Search. BM25 keyword search with a vendor-neutral tokenizer (regex split + underscore handling), regex matching, or literal substring search. The BM25 index is built lazily on first query and persisted to disk for fast reload.
Store artifacts. Any output derived from the document — summaries, extractions, classifications — is stored with full provenance: which span it came from, which model produced it, a hash of the prompt that generated it, and a timestamp.

The model never sees the whole document. It sees tool responses — search results, specific spans, chunk metadata. It builds understanding iteratively, the way a researcher works through a paper: scan, search, read a section, cross-reference, synthesise.

Why this matters

The difference between “stuff the context window” and “query the document” is structural.

When you stuff the window, the model processes everything once, in order, with no ability to revisit or search. Attention degrades over long sequences. The model can’t skip ahead or re-read. It’s reading a novel by flashlight in a single pass.

When you treat the document as environment, the model can search for what it needs, read specific sections at full resolution, and revisit earlier passages when later context changes the question. It can also explain why it read what it read — because every span access is logged, every artifact tracks its source.

This is provenance. Not “the model said X” but “the model said X based on characters 14,200–15,800 of document Y, using prompt Z.” Auditable, reproducible, and — when it matters — defensible.

Performance

The BM25 index uses a three-tier caching strategy: in-memory, disk-persisted, or rebuilt from scratch if the corpus has changed. Staleness detection uses a fingerprint of document count, content hashes, and tokenizer version — if any of those change, the index rebuilds automatically.

Batch document loading runs with a concurrency semaphore (default 20 concurrent loads) to bound memory usage during large imports.

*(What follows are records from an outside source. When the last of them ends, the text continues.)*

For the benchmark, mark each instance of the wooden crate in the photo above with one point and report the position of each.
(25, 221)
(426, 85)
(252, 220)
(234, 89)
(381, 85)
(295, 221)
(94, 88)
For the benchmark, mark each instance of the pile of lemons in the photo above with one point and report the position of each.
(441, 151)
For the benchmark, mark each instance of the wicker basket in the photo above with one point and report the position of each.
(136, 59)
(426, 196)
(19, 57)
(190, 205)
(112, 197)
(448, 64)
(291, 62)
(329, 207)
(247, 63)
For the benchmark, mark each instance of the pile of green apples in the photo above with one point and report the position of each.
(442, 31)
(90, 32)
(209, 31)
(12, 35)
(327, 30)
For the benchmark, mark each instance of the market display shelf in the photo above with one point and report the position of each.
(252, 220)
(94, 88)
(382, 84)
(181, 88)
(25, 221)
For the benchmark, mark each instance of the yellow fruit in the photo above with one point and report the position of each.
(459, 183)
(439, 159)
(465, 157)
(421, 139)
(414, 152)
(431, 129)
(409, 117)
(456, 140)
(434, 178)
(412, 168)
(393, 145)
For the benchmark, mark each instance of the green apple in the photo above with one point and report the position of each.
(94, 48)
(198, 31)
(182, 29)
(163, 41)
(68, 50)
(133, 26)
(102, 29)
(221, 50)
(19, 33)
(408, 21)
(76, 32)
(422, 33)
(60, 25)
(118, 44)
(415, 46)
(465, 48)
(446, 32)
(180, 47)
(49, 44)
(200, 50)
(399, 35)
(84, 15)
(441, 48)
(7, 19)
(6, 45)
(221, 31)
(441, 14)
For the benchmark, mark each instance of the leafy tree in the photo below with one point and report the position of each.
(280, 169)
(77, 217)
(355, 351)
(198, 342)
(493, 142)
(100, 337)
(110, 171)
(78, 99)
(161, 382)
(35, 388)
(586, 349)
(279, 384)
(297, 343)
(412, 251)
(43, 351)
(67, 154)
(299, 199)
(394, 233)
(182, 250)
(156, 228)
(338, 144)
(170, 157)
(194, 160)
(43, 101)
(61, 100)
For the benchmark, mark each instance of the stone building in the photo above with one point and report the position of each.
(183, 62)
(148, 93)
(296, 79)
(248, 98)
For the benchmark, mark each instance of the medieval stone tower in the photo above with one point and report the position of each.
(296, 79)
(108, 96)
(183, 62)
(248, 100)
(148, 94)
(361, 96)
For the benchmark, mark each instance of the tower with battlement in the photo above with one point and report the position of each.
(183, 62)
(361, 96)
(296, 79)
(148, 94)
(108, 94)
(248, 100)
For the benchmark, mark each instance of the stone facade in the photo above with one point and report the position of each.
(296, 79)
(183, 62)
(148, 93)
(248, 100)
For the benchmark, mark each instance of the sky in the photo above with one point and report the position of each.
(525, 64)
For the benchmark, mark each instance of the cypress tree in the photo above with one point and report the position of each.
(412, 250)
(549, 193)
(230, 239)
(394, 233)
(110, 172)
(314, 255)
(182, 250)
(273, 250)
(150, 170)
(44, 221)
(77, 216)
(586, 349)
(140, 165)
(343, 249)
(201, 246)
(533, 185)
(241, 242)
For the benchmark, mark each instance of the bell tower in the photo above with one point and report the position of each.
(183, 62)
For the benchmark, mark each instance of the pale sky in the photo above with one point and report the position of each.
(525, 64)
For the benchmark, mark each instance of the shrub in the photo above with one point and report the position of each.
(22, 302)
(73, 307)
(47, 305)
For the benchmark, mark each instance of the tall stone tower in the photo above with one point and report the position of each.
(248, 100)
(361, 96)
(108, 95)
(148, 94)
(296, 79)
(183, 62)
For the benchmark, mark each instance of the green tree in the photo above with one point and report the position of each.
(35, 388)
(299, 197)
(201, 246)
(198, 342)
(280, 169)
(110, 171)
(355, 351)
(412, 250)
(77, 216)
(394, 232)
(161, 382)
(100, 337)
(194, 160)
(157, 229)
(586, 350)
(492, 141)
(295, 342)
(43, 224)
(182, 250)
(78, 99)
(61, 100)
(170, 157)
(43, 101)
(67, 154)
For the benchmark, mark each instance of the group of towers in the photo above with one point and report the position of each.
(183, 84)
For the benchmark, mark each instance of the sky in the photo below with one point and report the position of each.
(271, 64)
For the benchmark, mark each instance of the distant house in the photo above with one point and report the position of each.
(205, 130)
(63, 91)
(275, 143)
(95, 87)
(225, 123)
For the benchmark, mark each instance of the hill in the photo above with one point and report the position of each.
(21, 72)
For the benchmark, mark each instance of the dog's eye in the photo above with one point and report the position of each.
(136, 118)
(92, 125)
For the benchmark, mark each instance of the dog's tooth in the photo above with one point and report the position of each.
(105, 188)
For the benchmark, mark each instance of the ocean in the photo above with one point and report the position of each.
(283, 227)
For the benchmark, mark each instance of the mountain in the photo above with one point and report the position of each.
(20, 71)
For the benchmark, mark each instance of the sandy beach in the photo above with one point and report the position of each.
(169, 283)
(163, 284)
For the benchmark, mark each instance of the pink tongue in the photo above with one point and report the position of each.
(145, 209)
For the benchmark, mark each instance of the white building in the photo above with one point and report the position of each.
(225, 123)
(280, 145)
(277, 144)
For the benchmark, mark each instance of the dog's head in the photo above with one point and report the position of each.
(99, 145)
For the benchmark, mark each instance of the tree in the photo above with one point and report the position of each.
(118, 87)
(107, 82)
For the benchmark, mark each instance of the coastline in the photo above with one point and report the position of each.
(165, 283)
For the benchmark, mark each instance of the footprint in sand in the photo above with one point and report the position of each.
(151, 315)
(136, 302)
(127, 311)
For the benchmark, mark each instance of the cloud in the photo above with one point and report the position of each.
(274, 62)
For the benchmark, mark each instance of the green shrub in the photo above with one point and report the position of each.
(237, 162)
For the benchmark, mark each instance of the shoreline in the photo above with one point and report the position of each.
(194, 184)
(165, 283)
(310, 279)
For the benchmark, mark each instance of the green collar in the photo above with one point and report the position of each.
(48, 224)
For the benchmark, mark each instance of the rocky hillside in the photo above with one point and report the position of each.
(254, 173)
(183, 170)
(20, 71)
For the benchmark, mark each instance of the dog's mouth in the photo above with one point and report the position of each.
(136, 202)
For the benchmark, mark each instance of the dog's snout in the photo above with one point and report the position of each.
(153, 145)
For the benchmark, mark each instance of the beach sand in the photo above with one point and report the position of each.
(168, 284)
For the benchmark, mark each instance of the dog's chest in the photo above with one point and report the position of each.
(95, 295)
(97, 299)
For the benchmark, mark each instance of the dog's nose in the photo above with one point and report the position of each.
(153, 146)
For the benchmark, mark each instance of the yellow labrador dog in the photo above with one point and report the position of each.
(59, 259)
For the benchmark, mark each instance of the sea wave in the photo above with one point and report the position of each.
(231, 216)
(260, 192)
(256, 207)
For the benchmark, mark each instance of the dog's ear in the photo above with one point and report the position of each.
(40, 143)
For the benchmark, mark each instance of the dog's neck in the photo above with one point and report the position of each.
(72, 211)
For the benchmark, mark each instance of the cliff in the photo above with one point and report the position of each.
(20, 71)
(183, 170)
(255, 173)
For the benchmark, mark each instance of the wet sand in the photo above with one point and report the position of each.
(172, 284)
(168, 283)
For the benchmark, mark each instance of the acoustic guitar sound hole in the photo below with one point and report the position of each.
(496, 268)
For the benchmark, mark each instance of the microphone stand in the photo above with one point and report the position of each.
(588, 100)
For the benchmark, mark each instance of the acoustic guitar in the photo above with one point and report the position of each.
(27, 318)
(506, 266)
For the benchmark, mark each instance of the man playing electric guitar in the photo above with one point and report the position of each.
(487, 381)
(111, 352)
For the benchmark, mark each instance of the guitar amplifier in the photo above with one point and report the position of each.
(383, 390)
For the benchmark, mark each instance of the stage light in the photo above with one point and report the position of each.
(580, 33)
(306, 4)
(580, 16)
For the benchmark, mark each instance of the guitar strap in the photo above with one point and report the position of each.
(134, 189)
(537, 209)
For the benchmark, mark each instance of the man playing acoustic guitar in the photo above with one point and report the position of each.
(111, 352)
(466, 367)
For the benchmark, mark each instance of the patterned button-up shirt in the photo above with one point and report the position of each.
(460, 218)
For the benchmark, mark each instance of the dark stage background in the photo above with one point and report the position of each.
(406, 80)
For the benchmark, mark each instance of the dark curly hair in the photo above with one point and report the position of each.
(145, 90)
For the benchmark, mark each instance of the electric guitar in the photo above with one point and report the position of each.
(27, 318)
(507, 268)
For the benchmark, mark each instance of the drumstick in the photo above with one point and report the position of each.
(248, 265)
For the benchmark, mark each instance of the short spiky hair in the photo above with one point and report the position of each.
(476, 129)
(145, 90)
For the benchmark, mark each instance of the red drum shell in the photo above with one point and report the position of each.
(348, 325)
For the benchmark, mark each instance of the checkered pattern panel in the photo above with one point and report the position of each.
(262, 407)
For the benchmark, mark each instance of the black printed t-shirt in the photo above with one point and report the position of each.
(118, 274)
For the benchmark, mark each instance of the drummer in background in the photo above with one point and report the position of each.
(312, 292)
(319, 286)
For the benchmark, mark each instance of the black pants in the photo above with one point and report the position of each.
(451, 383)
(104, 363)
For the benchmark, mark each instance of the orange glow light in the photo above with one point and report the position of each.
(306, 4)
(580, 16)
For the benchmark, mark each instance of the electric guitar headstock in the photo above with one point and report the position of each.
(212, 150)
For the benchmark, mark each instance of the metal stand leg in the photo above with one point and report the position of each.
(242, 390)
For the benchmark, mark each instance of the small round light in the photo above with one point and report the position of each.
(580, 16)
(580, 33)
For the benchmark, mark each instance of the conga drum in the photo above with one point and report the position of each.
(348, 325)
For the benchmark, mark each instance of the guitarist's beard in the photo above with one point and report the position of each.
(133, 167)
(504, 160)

Session management includes DOS protection: hard caps on response size (50,000 characters per response, 10,000 per peek), a tool call budget (500 per session by default), and per-session async locks for concurrent access. The system assumes it might be used by a team, and behaves accordingly.

What it’s not

It’s not RAG. RAG retrieves fragments to inject into a prompt. RLM provides an interactive interface to a document that the model navigates deliberately. The model chooses what to read, when to search, and how to chunk — it’s not handed a pre-selected excerpt and asked to work with whatever it got.

It’s also not a replacement for large context windows when you have them. If your document fits in context and you don’t need provenance tracking or iterative exploration, just paste it in. RLM is for when the document is too large, or when you need to know exactly which part of the source generated which output.

Tests

The test suite covers batch loading, concurrency, end-to-end integration, error handling, index persistence, large corpus behaviour, structured logging, provenance tracking, and storage. When the tool’s job is to extend the reach of a language model, it needs to be the most reliable thing in the chain.

rlm-mcp is open source at github.com/adrianwedd/rlm-mcp. The pattern is based on Zhang, Kraska & Khattab (2025), “Recursive Language Models” (arXiv:2512.24601).